Match customer information across multiple data sources
The Big Picture
One of the largest providers of credit information and information management services in the world wanted to develop an algorithm to appropriately link names and addresses across multiple datasets. The company was looking to achieve measurable performance improvements by refining match accuracy and reducing misclassification rates.
The company already had a basic framework for matching customers by their names and addresses from different data sources, but were striving to improve the current process. The company wanted an improved framework to work with unstructured address data so that it could provide a single view of customers across different data sources.
Transformative Solution
It was determined that dCrypt’s Fuzzy Matching module would provide the solution.
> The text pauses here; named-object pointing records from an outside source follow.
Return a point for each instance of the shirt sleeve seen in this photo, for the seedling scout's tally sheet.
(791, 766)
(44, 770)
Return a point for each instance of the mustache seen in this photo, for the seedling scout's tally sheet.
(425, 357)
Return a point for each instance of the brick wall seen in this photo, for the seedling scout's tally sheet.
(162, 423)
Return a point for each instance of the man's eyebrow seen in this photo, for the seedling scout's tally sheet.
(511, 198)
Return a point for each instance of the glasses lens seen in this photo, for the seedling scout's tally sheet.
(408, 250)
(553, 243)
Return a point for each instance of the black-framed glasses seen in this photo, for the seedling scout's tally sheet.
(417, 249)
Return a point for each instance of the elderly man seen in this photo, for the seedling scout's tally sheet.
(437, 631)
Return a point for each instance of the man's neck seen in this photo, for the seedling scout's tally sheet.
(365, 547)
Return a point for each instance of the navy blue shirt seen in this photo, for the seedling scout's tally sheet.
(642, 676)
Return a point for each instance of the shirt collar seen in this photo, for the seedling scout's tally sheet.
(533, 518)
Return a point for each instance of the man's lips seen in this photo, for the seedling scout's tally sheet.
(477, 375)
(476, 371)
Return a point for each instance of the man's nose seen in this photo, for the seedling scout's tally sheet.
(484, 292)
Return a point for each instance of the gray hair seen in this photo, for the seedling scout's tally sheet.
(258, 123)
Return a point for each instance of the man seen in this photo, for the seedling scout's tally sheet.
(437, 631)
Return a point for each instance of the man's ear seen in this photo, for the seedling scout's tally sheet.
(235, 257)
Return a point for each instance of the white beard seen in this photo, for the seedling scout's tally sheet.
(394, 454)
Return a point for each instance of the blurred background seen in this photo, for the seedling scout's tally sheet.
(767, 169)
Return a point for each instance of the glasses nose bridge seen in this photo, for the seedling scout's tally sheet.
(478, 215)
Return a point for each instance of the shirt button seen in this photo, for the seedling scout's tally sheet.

It combines several different fuzzy matching techniques such as Levenshtein Distance and token-based distance measures, and applies heuristics to give an overall match score, resulting in higher accuracy and recall. The system offered the following:
- Cleaning and normalizing the data to work within a standardized form.
- Segregating the addresses into logical components such as house number, post code, etc.
- Using the post code as a reference so the request address can be searched within the data of the same post code.
- Matching the addresses by the top 100. The corresponding customer names are also matched and the best outputs are generated based on the overall score.
The Change
Using dCrypt’s Fuzzy Matching module for higher accuracy enabled the company to track almost 80 million more candidates for credit rating agencies, which were not captured by the existing system. The overall accuracy of matching improved by 7 percentage points, from 74.2% to 81.2%.